For this project we were required to create 3 biomes using landscape painting, a road via splines, and a village via splines. I learned about PCG data assets to randomize my house meshes further.
The ground materials I used already came as functions, so I was able to plug them into the landscape layer right after adding an output for the height. These layers appear as double/float attributes in the PCG, which we can filter off of.
The overall formula for everything is the same: sampling the surface, culling points that overlap with the future road and village houses, filtering out the other biomes and getting the distance against those, and adding a point grid around those points and spawning smaller foliage on them.
To make a nicer falloff gradient for smaller foliage like my grass and flowers, I lerped between the distance gradient and some noise. I set the noise max very low and used Density Filter to get rid of everything below 0.2.
This was one of my first attempts to use Shape Grammar, though I couldn't figure out what I did wrong. I intended to randomize which one out of 2 meshes would be spawned, but it defaults to only one of them. I did still learn how to spawn spline meshes through an attribute rather than in the node itself.
Looking at the attribute list here, we can see the mesh path has 2 variations. Since I'm spawning a spline mesh, I have to turn the points back into a spline, which loses the attributes. Attempting to copy the attributes back on only brings back one mesh variation.
Spawning meshes based on attribute for a spline mesh works slightly differently from the static mesh spawner. There's an option on the node for override descriptions, and you tell it which attribute to target through that.
This was the most interesting part for me. I used Quixel's Medieval Village project, which includes an example world with buildings scattered around. These houses were built with modkits, not a single static mesh.
By converting the selected meshes/houses into a level instance (right click), the selected area can become its own asset to use. Then right click on it in the content browser, go to Asset Actions and chose Create PCG Assets.
You can now bring the PCG asset into your graph with the Load PCG Data Asset node! copy its points to your target points, and set your static mesh spawner to use attributes.

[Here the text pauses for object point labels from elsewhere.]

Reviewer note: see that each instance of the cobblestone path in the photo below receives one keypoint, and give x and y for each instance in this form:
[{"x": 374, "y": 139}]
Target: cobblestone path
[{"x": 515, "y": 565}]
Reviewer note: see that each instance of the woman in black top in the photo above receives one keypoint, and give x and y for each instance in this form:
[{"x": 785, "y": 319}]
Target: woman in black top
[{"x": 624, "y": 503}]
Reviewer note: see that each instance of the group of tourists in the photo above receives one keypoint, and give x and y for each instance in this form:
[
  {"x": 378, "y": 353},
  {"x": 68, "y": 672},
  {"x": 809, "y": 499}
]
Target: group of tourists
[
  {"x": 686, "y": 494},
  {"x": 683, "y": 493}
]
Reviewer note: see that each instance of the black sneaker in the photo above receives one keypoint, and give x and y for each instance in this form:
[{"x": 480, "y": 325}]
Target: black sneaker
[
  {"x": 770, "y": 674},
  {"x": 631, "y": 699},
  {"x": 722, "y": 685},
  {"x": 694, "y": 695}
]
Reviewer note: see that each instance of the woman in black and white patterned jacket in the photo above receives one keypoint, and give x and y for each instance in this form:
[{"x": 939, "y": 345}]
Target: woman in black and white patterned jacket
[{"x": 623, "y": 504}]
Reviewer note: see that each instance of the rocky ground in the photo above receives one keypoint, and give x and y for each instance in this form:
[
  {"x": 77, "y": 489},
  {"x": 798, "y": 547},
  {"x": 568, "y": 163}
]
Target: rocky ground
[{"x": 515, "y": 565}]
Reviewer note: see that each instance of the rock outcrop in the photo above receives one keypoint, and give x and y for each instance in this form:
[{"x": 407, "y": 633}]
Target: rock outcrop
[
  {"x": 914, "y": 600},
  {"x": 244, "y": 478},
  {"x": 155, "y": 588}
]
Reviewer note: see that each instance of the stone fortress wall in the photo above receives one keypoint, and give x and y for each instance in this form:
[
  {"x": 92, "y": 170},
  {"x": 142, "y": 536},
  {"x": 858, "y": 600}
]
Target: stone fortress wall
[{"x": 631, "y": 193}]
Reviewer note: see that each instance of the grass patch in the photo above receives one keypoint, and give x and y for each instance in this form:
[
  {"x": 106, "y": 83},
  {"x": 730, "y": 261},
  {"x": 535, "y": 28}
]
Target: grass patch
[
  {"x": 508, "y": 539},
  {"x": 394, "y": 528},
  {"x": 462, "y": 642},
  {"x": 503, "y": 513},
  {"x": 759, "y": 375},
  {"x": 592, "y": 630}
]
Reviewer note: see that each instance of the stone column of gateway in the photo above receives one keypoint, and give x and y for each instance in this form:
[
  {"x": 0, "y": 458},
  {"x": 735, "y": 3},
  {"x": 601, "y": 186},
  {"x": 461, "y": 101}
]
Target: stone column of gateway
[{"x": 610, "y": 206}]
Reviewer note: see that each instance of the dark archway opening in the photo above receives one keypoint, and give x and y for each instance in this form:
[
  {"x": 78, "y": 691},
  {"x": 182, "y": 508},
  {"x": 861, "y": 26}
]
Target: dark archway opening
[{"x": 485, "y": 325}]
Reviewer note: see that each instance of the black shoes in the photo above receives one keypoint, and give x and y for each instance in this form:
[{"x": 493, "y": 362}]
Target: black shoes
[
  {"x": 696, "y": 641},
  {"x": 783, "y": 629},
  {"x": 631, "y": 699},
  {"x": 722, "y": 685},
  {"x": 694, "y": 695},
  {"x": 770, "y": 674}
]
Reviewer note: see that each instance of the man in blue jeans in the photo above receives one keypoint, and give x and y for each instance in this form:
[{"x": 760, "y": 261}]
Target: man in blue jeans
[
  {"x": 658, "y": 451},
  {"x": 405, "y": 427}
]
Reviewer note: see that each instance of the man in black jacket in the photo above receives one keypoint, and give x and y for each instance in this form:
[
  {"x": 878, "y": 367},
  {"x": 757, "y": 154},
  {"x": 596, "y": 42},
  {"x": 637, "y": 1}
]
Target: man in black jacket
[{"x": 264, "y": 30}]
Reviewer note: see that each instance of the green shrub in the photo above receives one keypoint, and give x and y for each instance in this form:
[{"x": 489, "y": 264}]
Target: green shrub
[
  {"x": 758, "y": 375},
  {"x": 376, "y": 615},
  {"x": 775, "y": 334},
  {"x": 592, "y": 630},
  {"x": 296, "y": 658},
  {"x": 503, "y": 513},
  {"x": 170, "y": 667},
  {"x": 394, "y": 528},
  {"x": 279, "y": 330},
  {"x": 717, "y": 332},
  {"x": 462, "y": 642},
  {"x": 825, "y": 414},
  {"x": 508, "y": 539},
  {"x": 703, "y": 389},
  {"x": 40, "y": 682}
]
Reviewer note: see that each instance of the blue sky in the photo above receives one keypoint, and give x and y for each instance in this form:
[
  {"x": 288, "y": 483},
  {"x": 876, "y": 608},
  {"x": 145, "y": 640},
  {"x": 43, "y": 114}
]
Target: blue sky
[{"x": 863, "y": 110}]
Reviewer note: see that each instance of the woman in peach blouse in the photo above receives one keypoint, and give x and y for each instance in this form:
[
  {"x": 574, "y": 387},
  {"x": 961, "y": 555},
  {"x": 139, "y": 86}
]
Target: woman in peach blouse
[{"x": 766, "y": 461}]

But the really neat thing is tags. Inside the level instance, you can tag meshes (and groups) just like you could with actors. I tagged things like moss, fences, and clutter. Then with attribute filters I randomized how many features actually would appear on each individual house.
I scattered some wagons, benches, and crates around based off a circular space around each house. The Create Points Sphere can spawn a circle if you set the Latitudinal start and end angles to 0.